Хотя был конец марта, но солнце грело, как в мае, и «украинский» ветерок, как тут называли южный ветер, приносил не холодную предвесеннюю влажность, а душистое тепло настоящей весны, запах разогретой солнцем щедрой земли.
Сразу же набухли почки у старой вербы, что росла под обрывом, склонившись над самой водой. Казалось, ещё одна минута, один миг — и брызнут эти почки молодым листом.
Василю представилось, что это случится сейчас, на его глазах, и он на минуту примолк, затаился, ожидая чуда. Возможно, о чем-нибудь в этом же роде думал и Ладынин, потому что он так же молча, пристально глядел на вербу, на быстрый бег воды. Речка вышла из берегов, поднялась чуть не до уровня обрыва, залила неширокую здесь пойму; ствол старой вербы до самых ветвей и даже несколько веток были в воде. К югу, за поворотом, где пойма расширялась, и к северу, за мостом, где до самой Добродеевки, речка залила луга, расстилались широкие и спокойные водяные просторы, и, не зная, нельзя было различить, где проходит русло.

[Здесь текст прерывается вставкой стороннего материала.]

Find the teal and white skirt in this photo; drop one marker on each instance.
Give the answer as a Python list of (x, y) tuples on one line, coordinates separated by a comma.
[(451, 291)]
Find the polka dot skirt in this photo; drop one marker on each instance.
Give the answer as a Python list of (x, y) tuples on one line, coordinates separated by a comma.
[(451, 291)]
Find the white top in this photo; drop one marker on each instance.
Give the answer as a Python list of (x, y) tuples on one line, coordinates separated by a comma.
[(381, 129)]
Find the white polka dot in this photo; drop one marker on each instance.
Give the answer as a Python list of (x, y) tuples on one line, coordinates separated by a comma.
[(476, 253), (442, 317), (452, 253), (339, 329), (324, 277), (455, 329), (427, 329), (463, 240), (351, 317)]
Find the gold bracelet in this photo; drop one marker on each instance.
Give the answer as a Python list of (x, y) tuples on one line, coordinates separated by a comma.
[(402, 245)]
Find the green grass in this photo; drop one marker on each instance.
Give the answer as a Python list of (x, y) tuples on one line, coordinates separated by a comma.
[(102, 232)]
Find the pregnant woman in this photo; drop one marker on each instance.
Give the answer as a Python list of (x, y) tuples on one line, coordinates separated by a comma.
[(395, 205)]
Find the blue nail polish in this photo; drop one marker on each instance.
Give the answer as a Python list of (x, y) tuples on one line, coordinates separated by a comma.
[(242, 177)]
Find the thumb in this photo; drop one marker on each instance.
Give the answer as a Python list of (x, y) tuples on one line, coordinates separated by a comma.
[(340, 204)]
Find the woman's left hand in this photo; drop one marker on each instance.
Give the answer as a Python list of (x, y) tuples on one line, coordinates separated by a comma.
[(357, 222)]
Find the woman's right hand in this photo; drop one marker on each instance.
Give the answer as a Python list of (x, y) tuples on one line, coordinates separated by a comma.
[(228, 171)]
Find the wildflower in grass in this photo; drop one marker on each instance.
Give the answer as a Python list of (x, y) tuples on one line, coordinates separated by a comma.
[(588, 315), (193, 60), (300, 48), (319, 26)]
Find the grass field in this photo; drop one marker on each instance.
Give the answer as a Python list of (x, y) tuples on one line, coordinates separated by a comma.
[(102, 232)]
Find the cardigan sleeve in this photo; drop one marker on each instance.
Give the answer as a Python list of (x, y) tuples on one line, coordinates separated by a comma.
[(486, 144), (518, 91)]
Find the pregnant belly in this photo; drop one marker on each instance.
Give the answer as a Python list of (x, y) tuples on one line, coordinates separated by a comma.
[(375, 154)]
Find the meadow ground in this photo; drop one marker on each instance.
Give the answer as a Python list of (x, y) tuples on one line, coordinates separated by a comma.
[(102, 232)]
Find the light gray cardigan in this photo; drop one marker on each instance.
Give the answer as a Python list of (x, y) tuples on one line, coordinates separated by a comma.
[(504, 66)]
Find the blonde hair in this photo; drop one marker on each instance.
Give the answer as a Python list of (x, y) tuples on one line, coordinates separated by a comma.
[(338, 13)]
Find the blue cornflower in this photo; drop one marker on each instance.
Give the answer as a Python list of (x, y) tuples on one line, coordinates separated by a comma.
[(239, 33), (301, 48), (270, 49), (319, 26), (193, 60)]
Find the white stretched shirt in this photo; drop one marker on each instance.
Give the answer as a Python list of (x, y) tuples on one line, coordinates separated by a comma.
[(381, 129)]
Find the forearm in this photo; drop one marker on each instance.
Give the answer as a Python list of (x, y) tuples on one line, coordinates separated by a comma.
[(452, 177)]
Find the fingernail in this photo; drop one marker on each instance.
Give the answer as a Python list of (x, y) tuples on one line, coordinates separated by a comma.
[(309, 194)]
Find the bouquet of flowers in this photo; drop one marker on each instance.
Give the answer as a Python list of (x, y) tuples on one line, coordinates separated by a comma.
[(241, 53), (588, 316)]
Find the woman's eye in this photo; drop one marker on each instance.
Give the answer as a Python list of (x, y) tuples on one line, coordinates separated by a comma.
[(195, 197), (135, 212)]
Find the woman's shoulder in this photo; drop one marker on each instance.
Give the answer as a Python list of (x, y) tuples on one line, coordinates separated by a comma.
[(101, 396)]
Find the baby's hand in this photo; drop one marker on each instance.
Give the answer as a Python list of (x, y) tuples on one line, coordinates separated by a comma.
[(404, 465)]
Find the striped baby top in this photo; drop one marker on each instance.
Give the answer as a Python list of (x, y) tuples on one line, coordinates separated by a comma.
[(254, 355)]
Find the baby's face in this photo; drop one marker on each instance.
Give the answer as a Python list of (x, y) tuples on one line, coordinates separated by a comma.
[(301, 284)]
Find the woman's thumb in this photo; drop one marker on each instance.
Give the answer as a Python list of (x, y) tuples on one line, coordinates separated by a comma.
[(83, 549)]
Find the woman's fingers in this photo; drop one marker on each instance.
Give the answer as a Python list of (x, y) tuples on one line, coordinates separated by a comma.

А здесь, в этой узкой горловине, зажатой между высоких обрывистых берегов, на одном из которых стояли дубы, а на другом — сосны, вешние воды в ярости рвались вперед. Вода подмывала песчаный берег, водоворотом вихрилась вокруг вербы. Стремительно проплывали, кружась, щепки, ветки, куски торфа, навоз — все, что осталось от зимних дорог.
Толстая ветка вербы тянулась вверх, подымалась над берегом. Василь наклонился над обрывом и отломил веточку с веселыми пушистыми «барашками». Понюхал и засмеялся.
— Верба молоком пахнет.
Игнат Андреевич удивленно поглядел на своего молодого товарища.
— Ну-у, это фантазия животновода!..
— Серьезно. Между прочим, я обнаружил это впервые, когда был ещё школьником…
У него было необыкновенное настроение — поистине весеннее. Чесались руки — хотелось работать вместе со всеми, кричать и смеяться в толпе молодежи. Он повернулся. В каких-нибудь ста шагах от того места, где они стояли, парни из четырёх колхозов с шутками и смехом складывали в огромные штабеля желтые бревна. Мужчины постарше занимались окоркой. Бревна лежали здесь на всей площади — от речки почти до самого колхозного двора. Пока держалась санная дорога, их спешили вывезти из лесу, а теперь все предвесенние дни окоривали и приводили в порядок.
С другой, стороны, на песчаном пригорке, большая группа девчат и женщин вскрывала будущий карьер, из которого строители станут брать грунт для земляной части плотины.